Sparrow is a chatbot developed by the artificial intelligence research lab DeepMind, a subsidiary of Alphabet Inc. It is designed to answer users' questions correctly, while reducing the risk of unsafe and inappropriate answers. [1] One motivation behind Sparrow is to address the problem of language models producing incorrect, biased or potentially harmful outputs. [1] [2] Sparrow is trained using human judgements, in order to be more “Helpful, Correct and Harmless” compared to baseline pre-trained language models. [1] The development of Sparrow involved asking paid study participants to interact with Sparrow, and collecting their preferences to train a model of how useful an answer is. [2]
To improve accuracy and help avoid the problem of hallucinating incorrect answers, Sparrow has the ability to search the Internet using Google Search [1] [2] [3] in order to find and cite evidence for any factual claims it makes.
To make the model safer, its behaviour is constrained by a set of rules, for example "don't make threatening statements" and "don't make hateful or insulting comments", as well as rules about possibly harmful advice, and not claiming to be a person. [1] During development study participants were asked to converse with the system and try to trick it into breaking these rules. [2] A 'rule model' was trained on judgements from these participants, which was used for further training.

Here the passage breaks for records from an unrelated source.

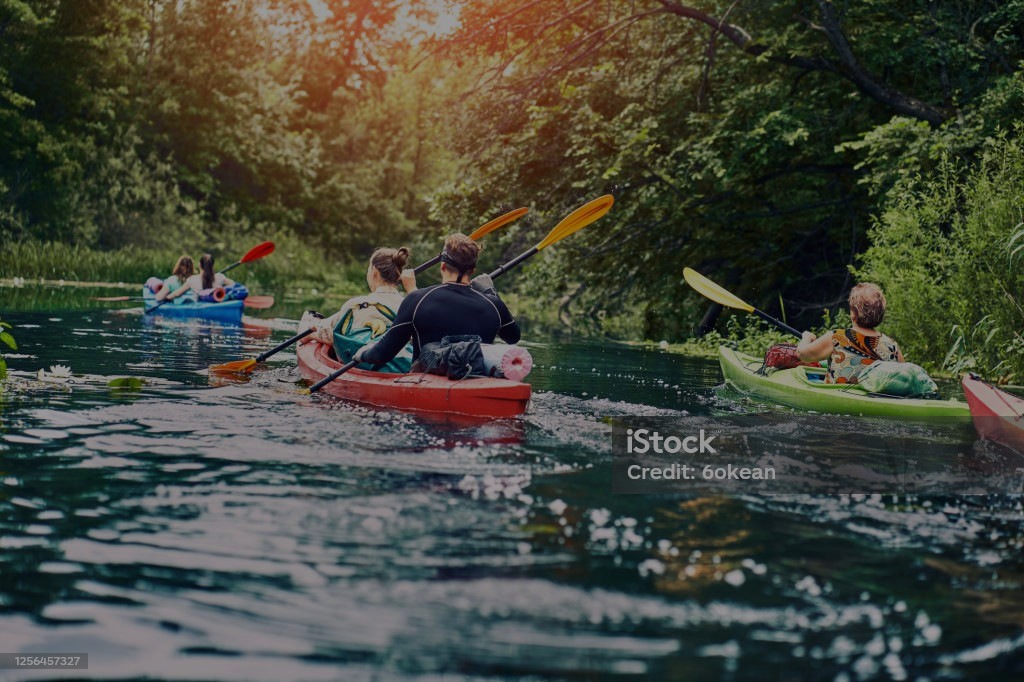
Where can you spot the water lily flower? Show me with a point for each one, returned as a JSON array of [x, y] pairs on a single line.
[[60, 371]]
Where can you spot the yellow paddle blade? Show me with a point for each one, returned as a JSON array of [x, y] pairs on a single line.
[[579, 219], [500, 221], [238, 367], [709, 289]]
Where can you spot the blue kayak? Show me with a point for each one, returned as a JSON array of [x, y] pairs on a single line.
[[223, 311]]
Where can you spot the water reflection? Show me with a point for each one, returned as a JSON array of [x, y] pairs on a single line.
[[246, 530]]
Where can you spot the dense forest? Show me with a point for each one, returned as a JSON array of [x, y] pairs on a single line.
[[785, 148]]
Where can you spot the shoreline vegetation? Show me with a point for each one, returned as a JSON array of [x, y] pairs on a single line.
[[784, 154]]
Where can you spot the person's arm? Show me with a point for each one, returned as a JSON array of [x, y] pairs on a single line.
[[812, 349], [389, 345]]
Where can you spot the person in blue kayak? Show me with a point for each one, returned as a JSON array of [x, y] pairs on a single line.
[[364, 318], [204, 281], [457, 307], [183, 269], [852, 350]]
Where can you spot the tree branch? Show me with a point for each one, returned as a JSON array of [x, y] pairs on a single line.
[[845, 64]]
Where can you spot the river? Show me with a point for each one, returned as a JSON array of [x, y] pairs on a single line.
[[207, 529]]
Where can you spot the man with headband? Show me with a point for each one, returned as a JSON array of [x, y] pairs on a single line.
[[454, 307]]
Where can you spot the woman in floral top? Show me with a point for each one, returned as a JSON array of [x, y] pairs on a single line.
[[851, 350]]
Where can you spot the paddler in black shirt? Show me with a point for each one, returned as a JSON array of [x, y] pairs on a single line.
[[457, 306]]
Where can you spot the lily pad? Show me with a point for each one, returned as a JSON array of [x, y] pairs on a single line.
[[127, 383]]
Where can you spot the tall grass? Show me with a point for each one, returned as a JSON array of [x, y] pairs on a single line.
[[292, 264], [947, 256]]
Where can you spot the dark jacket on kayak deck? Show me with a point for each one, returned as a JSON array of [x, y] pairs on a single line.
[[427, 315]]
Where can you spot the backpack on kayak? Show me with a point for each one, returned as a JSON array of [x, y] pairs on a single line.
[[899, 379], [782, 356], [461, 356]]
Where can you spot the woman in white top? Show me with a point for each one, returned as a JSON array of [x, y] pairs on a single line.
[[376, 309], [204, 280]]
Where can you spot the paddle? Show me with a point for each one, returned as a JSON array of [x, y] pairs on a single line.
[[257, 302], [570, 224], [712, 291], [247, 365], [259, 251], [481, 231]]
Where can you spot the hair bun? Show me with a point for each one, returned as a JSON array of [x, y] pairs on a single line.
[[400, 258]]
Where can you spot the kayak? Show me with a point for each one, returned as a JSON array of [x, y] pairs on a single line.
[[997, 415], [477, 396], [223, 311], [804, 387]]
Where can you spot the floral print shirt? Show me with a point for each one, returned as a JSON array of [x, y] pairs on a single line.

Sparrow was introduced in a paper in September 2022, titled "Improving alignment of dialogue agents via targeted human judgements"; [4] however, the bot was not released publicly. [1] [3] DeepMind CEO Demis Hassabis said DeepMind is considering releasing Sparrow for a "private beta" some time in 2023. [4] [5] [6]
Sparrow is a deep neural network based on the transformer machine learning model architecture. It is fine-tuned from DeepMind's Chinchilla AI pre-trained large language model (LLM), [1] which has 70 Billion parameters. [7]
Sparrow is trained using reinforcement learning from human feedback (RLHF), [1] [3] although some supervised fine-tuning techniques are also used. The RLHF training utilizes two reward models to capture human judgements: a “preference model” that predicts what a human study participant would prefer and a “rule model” that predicts if the model has broken one of the rules. [3]
Sparrow's training data corpus is mainly in English, meaning it performs worse in other languages.[ citation needed]
When adversarially probed by study participants it breaks the rules 8% of the time; [2] however, this is still three times lower than the baseline prompted pre-trained model (Chinchilla).